48. The case reported in (1986)4 SCC 537, Institute of Chartered Accountants of India vs. L.K. Ratna & Ors., the Hon''ble Supreme Court held

that civil Court has power, if it is found that in the departmental enquiry proper opportunity was not given to the person concerned.

49. In the case reported in 1974 CWN 404, Ujjal Talukdar vs. Netai Chand Koley, the Court held that a Court can set aside the decision of a

domestic Tribunal only when tribunal over stepped the limits of its jurisdiction, where, it violates the principle of natural justice, when it acts

dishonestly or its decision is passed on a legal misconstruction.

50. In the case reported in All England Law Reports, Vol. I, 175, Lee vs. Showmen''s Guild of Great Britain, the court held that the Court had

jurisdiction to examine any decision of the committee which involved a question of law including one of the interpretation of rules, on the facts of

the committee, had mis-construed Rule 15(C) in findings that the plaintiff had been guilty of ""unfair competition"" within the meaning of that rule; and.

therefore, the committee had acted ultra vires and their decision to expel the plaintiff was void.

51. In the instant case, it is not disputed that the article written was mainly against Mr.

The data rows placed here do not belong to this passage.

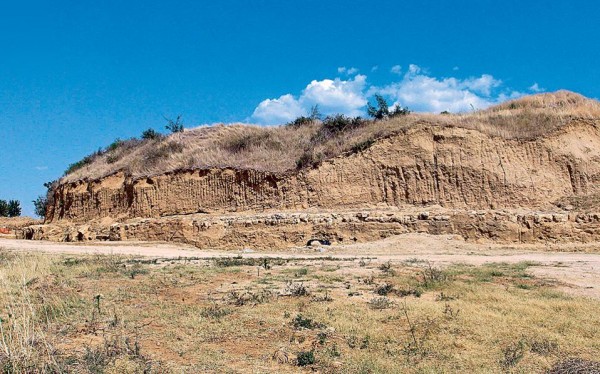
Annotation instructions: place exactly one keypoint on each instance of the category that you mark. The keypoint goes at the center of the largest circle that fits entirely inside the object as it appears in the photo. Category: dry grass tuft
(284, 148)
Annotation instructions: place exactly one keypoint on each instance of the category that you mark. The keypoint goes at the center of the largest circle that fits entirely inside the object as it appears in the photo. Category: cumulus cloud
(423, 93)
(416, 89)
(536, 88)
(275, 111)
(332, 96)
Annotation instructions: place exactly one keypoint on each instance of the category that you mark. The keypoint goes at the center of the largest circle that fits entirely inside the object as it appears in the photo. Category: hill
(530, 166)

Luthra who was the captain of the meeting on both the

occasions and he presented the case against the present Opposite Party/ plaintiff. It is also clear from the materials on record that the

plaintiff/Opposite Party was not given any opportunity to place his case as in the notice, nothing was mentioned why he was called to attend the

meeting. It is also not disputed that the questionnaire was placed before the Court at a belated stage though the defendant/petitioner took the

specific plea that the present Opposite Party/plaintiff did not give any answer to the queries made by the members in the meeting. It is also not

disputed that in the questionnaire the signature of the present Opposite Party was not taken. In view of the said position, I am of clear opinion that

the Learned Trial Judge found strong prima facie case in favour of the plaintiff/Opposite Party and was also of opinion that balance of convenience

and inconvenience was in his favour.

52. Accordingly, I am also of clear opinion that there is no need to interfere with the findings of the Learned Trial Judge which was subsequently

affirmed by the appellate Court. As such, the instant revisional application is dismissed but without any cost being devoid of any merit.

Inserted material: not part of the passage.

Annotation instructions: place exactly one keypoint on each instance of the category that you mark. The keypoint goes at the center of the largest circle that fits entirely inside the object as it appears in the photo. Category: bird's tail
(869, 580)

53. Interim order of stay granted earlier be vacated.

54. It is needless to mention that I have not gone through the merit of the case and findings in the body of this order is only tentative and not final

and the Learned Trial Judge will not be influenced by the said findings in disposing of the suit. Urgent Xerox certified copy of this order be given to

the parties within 10 days from the date of this order on proper application

CO. 1339 of 2005.

Later on:

After passing of the order, it is prayed on behalf of the present petitioner that operation of the order be staved.

In view of the discussion made in the body of the said judgment, I do not find any reason to pass such order and accordingly, the same is rejected.

Urgent xerox certified copy of this order be given to the parties within seven days from the date of application.